Unfortunately a mistake in the model setup meant that I didn't obtain the fine-resolution vertical profile data for later times in the model run, but we know that the winds above the surface strengthened dramatically in the next 18 hours. The map below shows the wind speed at 825 mb, which was about 750 m above the level of Howard Pass RAWS and near the level of maximum wind speed. Note that the 825mb pressure surface intersects the ground in the lower right, hence the lack of data. The predicted 825mb wind speed was 80-90 mph or higher over a wide area above and west of Howard Pass; this is supported by similar plots for 850mb from the 5km WRF runs (see maps below).
According to the model, then, very high wind speeds occurred not very far above the surface on the lee side of the high terrain, but the model does not show the high momentum reaching the surface. Presumably this is because the strong low-level temperature inversion caused the boundary layer scheme to produce relatively little vertical mixing of momentum; but it's an open question as to whether this is realistic or not.

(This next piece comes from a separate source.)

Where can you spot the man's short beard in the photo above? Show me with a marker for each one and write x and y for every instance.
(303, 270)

To summarize, 1 km modeling of the Howard Pass event fails to reproduce the extreme conditions reported by the RAWS. However, the discrepancy between the model and the observations still doesn't necessarily invalidate the RAWS data; in the words of a famous British comedy film, "it's only a model". The obvious way to test whether the boundary layer scheme is artificially damping the surface wind speeds would be to re-run the model with still higher resolution (close to 100m) so that the boundary layer scheme can be dispensed with; this type of simulation is called Large Eddy Simulation. Unfortunately, however, this would probably require some dedicated research funding to obtain the necessary computing resources.